Before the threat, he also pretended he was going to hit us with his car when we were crossing a car park. He sped his car towards me (at 8 months pregnant) and my kids and then stopped at the last second. Also, the night he left the message, he was at one point out the front of our house revving his car.

Seeing him makes me sick and scared and I will shake and get dizzy and I regret not taking it further. I feel like I have let my kids down. Is it too late to do anything about it?

I feel like if I apply for an AVO and fail that it will make his attitude worse.
 

Lance

Well-Known Member
31 October 2015
852
123
2,394
Hi,

It's never too late for an AVO. The AVO isn't issue for the incident its issued to prevent future events or exposures. You are still quite obviously in fear that this guy will do something and you have an accumulation of things including the police report.

I assume you still have the tape recording? Gather your evidence, raise the AVO and if he tries to fight it present your evidence.

Good luck
 

sammy01

Well-Known Member
27 September 2015
5,153
721
2,894
I kind of disagree with the comment about it never being too late to get an AVO... Look, to get an AVO you need to establish that you believe there is a real and imminent threat and the cops are gong to want to see proof. Looking at you in church doesn't cut it.

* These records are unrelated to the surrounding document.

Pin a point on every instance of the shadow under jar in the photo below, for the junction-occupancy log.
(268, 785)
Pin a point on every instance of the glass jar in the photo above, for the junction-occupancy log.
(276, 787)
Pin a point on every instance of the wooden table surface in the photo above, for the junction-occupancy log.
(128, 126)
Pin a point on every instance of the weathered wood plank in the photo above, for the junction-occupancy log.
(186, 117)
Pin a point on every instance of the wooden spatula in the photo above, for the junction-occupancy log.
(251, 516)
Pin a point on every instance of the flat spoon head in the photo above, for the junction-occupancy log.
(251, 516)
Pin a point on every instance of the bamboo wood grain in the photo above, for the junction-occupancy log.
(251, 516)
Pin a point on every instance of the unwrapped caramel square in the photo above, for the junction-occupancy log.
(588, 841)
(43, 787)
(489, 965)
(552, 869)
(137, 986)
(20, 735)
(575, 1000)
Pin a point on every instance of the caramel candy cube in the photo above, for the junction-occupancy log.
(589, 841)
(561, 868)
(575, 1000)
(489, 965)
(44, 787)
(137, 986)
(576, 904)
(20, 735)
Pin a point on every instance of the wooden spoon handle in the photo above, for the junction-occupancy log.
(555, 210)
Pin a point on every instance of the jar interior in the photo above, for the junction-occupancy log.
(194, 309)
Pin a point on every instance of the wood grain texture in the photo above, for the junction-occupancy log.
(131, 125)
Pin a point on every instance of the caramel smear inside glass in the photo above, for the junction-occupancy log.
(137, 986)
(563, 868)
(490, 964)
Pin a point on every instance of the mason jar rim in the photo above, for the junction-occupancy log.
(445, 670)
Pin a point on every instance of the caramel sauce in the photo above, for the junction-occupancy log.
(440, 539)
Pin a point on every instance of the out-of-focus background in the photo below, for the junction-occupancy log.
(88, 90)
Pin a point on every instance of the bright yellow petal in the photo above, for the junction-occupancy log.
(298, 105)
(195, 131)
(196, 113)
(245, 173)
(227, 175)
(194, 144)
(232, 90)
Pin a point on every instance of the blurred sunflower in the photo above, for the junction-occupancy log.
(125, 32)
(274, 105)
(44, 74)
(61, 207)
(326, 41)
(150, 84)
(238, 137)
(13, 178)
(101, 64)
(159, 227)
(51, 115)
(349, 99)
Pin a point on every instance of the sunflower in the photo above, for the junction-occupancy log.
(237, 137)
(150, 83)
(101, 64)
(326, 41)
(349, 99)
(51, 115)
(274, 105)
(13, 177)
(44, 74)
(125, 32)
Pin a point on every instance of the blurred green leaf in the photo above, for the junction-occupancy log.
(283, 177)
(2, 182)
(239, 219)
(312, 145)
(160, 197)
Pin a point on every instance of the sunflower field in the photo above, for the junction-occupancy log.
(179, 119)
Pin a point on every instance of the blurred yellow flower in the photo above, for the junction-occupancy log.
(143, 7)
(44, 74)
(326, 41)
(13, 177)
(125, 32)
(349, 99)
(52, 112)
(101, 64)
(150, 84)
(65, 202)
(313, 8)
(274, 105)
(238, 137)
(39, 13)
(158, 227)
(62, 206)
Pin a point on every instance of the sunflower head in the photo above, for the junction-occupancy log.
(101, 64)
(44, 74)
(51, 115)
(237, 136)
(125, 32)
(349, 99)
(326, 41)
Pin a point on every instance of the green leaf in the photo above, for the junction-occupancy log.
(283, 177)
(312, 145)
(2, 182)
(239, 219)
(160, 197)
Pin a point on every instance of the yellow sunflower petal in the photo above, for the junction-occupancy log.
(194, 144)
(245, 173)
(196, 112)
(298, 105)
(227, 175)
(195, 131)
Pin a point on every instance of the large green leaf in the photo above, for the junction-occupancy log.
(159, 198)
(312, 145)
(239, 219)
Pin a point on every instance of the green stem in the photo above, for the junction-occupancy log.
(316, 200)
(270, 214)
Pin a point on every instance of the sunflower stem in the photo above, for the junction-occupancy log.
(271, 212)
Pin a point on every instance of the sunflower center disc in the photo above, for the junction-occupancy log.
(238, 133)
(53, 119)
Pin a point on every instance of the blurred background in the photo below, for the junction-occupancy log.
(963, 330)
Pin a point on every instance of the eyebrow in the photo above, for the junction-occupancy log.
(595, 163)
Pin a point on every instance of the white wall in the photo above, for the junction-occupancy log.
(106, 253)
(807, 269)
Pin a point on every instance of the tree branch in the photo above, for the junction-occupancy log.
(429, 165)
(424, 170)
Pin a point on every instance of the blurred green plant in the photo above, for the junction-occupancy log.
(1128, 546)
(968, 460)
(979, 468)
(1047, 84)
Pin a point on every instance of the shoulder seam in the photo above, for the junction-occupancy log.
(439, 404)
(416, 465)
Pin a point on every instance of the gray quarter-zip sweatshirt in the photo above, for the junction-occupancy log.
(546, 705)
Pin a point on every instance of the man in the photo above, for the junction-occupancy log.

I would do nothing right now and don't respond. But if text messages begin again, or something with tangible evidence, then consider going to the cops.

Look the last thing you want is to make a complaint, ask for an AVO and have it refused - even worse if they speak to him because he will learn that he can continue to push the boundaries and get away with it.
 
  • Like
Reactions: Lance

Tim W

Lawyer
LawConnect (LawTap) Verified
28 April 2014
4,935
820
2,894
Sydney
Perhaps the police officer you saw was a donut-munching plod,
instead of one of the the many meticulous professional investigators who do exist.
.
Consider going to a different police station and asking to speak to a Domestic Violence Liaison Officer.
Either that, or make the phone call you have already arranged.
 
  • Like
Reactions: Lance and Iamthelaw

Lance

Well-Known Member
31 October 2015
852
123
2,394
I kind of disagree with the comment about it never being too late to get an AVO... Look, to get an AVO you need to establish that you believe there is a real and imminent threat and the cops are gong to want to see proof. Looking at you in church doesn't cut it.

I would do nothing right now and don't respond. But if text messages begin again, or something with tangible evidence, then consider going to the cops.

Look the last thing you want is to make a complaint, ask for an AVO and have it refused - even worse if they speak to him because he will learn that he can continue to push the boundaries and get away with it.
Yeah, I should really have given better context to that statement. I should have said that the incident while important to establish the grounds for the AVO is but one incident and if the threatening behaviour is ongoing then you can still apply for an AVO. I have to say I'm surprised the police didn't file the AVO when asked, because sexual threats to children are usually taken seriously.